My apologies in advance if this stream of consiousness is old news but this just kind of dawned on me and I find this line of thinking fasinating.  I love it when virtual nature surprises me.

I have a big evosim running currently which I will post in a couple of days as soon as I hit 1000 cummulative hours.  In the sim, I use mutation disabled veggies with the following gene:

cond
start
628 rnd .aimright store
100 .shootval store
-2 .shoot store
stop

The veggies provide lots of nrg shots that my zerobots can run into and absorb.  I set up the inbound nrg such that it doesn't quite keep up with the veggy nrg loss.   So a veggy spawns into being somewhere, spews nrg for a while and then dies and disappears, providing a dynamic environment.

I am not using everlasting nrg shots.  I did initally, but I wanted nrg absorbation by my evolving zerobot hetertrophs to be non-random and with many many thousands of everlasting nrg shots in a sim, there is no nrg locality - no selection pressure to do better at aquiring nrg.   I'm trying to provide selection pressure for my zerobots to grow smarter.   For example, my first replicatiors tended to fix themselves in place.  Why not?  Nrg was random and everywhere.   But now they don't do that because the sim size and veggy die off rate is such that the mean time it takes for a veggy to materialize next to a fixed zerobot is longer then the  average zerobot lifetime at current cost and offspring nrg levels.  Selection has favorred movement to get nrg and now all my evobots move at the max velocity (although they accelerate slowly).  Now I'm working on getting them to stop conditionally when they encounter another bot.  Stopping next to a veggy spouting nrg and then moving on again when it dies or some varient of this behaviour would provide a huge nrg intake advantage leading to increased reproductive sucess.  Selection should favor it.  Such a conditional adaptation would be huge.

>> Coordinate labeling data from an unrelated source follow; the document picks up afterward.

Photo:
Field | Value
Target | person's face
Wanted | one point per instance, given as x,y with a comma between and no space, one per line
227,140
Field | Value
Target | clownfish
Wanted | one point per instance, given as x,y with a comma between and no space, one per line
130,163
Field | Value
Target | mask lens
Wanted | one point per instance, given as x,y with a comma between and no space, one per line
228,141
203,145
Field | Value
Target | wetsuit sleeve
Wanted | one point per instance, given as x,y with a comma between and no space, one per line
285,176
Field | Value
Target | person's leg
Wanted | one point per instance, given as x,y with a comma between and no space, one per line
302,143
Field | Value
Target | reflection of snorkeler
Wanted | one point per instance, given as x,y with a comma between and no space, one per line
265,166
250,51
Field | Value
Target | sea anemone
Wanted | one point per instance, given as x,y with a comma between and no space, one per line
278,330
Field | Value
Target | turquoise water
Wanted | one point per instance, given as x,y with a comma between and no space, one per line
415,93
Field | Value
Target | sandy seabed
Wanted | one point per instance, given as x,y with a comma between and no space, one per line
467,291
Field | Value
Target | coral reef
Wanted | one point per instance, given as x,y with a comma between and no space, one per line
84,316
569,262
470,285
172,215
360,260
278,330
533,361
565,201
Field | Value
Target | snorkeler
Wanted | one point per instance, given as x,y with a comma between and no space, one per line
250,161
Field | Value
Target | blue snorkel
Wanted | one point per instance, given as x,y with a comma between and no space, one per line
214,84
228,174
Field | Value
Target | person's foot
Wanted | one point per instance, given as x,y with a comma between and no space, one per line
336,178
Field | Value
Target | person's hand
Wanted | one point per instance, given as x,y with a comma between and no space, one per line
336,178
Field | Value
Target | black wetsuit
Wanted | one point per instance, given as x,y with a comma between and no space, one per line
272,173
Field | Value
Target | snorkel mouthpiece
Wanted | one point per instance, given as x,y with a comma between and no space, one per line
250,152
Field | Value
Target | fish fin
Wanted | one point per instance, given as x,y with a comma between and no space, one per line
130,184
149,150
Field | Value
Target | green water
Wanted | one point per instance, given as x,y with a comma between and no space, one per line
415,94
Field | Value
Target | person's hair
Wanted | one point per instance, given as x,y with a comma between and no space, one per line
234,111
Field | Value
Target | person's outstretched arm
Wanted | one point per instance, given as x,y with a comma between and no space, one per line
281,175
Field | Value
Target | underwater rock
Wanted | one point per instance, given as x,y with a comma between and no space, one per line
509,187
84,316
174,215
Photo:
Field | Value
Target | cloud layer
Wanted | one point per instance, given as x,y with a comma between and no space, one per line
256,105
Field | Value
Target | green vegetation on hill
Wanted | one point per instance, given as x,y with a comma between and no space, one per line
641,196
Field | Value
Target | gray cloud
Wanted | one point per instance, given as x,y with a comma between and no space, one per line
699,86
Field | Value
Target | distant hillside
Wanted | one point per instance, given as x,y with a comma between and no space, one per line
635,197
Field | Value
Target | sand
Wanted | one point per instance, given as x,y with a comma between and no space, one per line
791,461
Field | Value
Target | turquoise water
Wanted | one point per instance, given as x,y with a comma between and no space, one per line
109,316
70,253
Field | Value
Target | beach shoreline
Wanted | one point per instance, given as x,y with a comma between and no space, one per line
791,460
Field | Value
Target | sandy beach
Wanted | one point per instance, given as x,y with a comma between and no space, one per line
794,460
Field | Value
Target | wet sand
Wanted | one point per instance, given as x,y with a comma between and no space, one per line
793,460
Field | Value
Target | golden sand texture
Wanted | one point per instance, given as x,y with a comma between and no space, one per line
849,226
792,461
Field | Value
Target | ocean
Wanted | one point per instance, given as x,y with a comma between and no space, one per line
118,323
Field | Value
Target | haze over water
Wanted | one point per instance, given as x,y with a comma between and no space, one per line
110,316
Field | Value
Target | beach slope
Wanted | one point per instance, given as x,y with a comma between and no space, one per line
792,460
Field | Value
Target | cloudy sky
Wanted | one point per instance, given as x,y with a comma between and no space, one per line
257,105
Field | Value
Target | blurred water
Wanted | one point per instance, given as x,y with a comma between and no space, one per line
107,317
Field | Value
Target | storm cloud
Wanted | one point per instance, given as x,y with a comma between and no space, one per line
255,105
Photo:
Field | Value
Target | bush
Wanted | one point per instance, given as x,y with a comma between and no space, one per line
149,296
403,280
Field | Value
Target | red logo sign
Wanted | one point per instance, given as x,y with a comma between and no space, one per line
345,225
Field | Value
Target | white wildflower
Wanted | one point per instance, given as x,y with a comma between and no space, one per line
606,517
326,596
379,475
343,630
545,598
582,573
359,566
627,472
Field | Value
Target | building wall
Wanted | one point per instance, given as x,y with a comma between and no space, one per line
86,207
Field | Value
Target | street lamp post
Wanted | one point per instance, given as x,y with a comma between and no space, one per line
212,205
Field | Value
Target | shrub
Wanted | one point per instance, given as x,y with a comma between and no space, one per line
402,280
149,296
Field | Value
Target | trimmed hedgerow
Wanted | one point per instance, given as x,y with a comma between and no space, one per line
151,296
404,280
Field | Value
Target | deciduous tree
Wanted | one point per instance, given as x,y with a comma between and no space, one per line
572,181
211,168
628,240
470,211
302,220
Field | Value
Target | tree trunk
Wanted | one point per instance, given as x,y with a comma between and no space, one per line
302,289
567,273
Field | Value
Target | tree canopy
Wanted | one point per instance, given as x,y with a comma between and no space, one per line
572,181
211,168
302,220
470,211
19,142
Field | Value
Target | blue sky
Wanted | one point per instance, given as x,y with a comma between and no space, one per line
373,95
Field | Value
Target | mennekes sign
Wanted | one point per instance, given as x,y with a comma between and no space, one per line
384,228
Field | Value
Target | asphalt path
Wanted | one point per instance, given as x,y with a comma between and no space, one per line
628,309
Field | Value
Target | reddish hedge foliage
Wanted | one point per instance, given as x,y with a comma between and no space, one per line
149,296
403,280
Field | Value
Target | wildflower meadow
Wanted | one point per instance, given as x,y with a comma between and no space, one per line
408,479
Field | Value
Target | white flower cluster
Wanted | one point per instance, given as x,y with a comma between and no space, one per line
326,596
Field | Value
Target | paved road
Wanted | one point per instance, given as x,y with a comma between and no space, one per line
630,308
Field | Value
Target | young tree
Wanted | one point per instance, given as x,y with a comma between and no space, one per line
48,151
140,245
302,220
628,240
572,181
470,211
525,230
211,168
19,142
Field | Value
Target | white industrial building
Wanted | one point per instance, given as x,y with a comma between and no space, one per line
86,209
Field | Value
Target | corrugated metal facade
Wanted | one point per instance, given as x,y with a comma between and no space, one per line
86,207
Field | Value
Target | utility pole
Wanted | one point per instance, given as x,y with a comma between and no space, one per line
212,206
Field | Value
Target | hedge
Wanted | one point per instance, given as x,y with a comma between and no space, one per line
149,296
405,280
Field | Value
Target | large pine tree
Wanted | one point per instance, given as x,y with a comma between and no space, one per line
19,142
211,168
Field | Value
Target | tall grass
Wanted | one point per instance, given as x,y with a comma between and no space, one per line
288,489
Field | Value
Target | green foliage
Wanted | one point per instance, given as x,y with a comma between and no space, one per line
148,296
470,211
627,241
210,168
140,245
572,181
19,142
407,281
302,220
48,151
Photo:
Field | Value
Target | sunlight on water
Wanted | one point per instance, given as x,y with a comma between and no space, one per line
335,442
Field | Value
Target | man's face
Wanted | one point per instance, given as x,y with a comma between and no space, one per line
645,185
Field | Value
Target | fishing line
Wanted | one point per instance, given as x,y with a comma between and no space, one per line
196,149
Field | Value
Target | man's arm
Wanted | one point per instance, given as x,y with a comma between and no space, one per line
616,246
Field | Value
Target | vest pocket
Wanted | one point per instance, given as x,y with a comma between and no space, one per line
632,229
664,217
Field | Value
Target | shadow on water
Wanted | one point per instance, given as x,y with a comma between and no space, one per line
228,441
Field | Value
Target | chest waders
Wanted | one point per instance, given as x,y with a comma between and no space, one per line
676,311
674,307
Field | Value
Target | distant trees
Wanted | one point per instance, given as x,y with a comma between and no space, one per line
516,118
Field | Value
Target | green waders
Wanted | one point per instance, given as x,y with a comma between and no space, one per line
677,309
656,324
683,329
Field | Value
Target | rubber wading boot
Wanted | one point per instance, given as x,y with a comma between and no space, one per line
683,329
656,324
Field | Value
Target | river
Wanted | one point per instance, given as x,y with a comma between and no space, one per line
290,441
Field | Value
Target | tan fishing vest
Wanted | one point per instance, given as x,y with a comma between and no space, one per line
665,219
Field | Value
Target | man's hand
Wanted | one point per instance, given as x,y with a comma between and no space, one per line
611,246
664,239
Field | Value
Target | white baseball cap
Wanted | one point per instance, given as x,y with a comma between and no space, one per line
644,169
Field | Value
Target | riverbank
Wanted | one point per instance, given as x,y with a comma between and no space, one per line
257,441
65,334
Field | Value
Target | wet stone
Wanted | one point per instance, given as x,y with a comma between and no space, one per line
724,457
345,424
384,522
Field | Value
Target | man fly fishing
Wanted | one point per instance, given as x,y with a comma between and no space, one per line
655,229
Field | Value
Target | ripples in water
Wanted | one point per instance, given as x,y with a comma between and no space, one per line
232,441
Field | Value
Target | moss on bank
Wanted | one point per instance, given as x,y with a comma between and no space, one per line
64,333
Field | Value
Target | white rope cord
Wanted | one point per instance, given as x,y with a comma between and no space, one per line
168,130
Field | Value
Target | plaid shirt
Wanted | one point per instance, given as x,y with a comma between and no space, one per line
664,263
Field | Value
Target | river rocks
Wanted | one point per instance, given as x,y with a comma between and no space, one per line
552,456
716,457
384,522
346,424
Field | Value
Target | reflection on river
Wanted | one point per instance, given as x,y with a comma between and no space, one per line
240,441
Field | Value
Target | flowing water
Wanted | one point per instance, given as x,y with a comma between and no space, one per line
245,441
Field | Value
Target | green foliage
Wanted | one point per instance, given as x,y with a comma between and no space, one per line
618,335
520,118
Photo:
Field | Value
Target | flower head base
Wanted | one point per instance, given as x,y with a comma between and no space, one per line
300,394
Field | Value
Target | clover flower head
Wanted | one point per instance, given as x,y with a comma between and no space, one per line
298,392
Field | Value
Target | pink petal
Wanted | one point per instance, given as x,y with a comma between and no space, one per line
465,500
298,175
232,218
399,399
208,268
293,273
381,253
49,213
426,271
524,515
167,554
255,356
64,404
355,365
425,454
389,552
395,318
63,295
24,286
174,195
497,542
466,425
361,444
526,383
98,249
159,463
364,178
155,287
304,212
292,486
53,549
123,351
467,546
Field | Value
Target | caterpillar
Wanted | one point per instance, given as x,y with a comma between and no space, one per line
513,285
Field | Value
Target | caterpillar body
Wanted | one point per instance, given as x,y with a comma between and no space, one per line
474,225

Anyway, I've evolved a self replicating virus in the sim.  The code is below.  I have not reverse engineered it yet, but what happens is that over time, some of my veggies catch the virus even during their short life spans.  The virus deletes the shooting gene, preventing the veggies from dying.  I've watched it happen.  Seletion favors this (for the virus) since if a virus can turn off a veggies shooting gene, it will live a very long time in that autotroph compared to my hetertroph zerobots, dramaticaly improving the virus's reproductive success.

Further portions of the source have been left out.